A more reasonable approach
So if you are looking for income it seems hard to do longer term trend trading because you can’t put in a lot of trades. You need a lot of trades to have a decent income. And if you are just trading minor fluctuations it also will be hard to make it work because you will need a lot of capital and you will be risking a lot of capital every trade. If you risk a lot of capital, even with a stop loss and there is something like a flash crash and your stop gets blow through hard.
You want to figure out some middle ground here.
Risk, stop losses, position sizing, and correlation
Ideally, you should risk 1% of principal per trade. Many famous traders say something along these lines and it is Ed Seykota’s rule of thumb which he has mentioned in several interviews. So if you have 100k only risk $1000 a trade. But does that mean you can trade 10k at a time with a 10% stop loss? I think so. The stop may get blown though and you get slippage down to 20% occasionally but that works out to be only 2% and it seems OK to risk 2% some of the time.
It does not seem OK to risk 100k on a trade with a 1% stop loss! What if it blows though your stop so quickly you lose 5% before the order fills? This is slippage. Now you just lost 5k or 5% of your bankroll. And how about trades where you trade $1000 and can lose 90% or make 90%? That seems pretty safe as well, as long you don’t a bunch of these open at the same time and they are all highly correlated.
What do I mean by highly correlated? Well if you have 10 positions in out of the money calls open and the positions are about $2000 each all on different tech stock and the NASDAQ bull market falls off a cliff, well you just lost everything. It doesn’t matter that those calls were spread across 10 different stocks, those calls are going to zero, all of them, because all those tech stocks are correlated and move together. You just lost $20k or 20% of your bank roll in one highly correlated fell swoop.
OK so what is the ideal position sizing and expectancy for a 100k bankroll?
If you have 100k I think it will be very difficult pull $500 a day on average out of the market. You would have to have some killer edge. More likely you would need to have a lot more cash to trade with before you can pull $500 a day in income. But if that is the size of your bankroll, what is ideal sizing?
If you ride up earnings day momentum you could potentially ride a 2% or 3% move in a short period of time. Do that with $20,000 and a tight stop and you could probably have a three or four hundred dollar expectancy (again, assuming you have a high win rate and a tight stop). It is probably reasonably safe to do this because with that much volume you won’t get stopped out with a lot of slippage. That sounds like reasonably safe sizing, but I would love to hear feedback on that.

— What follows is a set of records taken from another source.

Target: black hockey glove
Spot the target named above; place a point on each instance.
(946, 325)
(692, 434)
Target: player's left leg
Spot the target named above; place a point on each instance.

Putting the return rates in perspective
All of this needs to be put into perspective to make sense of it. So relative to what indexing the S&P500 gives you, what do some of these returns look like? Well historically US equities return something like 9% a year, and that is at the high end of the estimate.
Do you know what a daily 0.25% return rate looks like? So let’s say you don’t compound the money at all. What do I mean by that? I mean every day you make 0.25% and you take out winnings. So you risk 200k every trading day (240) and you take out $500, you do that 240 times in a row successfully. If you add all of these up without compounding, that is a 60% return rate year over year (240 * 0.0025 = 0.6). If you were to compound that daily the rate would be much higher.
A 60% return rate is unheard of for a professional money manager. The best big money managers on their best streaks have been able to deliver something like 20% or 30% compounded over a decade. I’m talking about people like Peter Lynch, Warren Buffet, and George Soros here. 60% is more than 6x what the index yields passively investing.
The only way this is possible is with a real edge and a small amount of capital. Otherwise the law of large numbers applies and market outperformance becomes exponentially harder.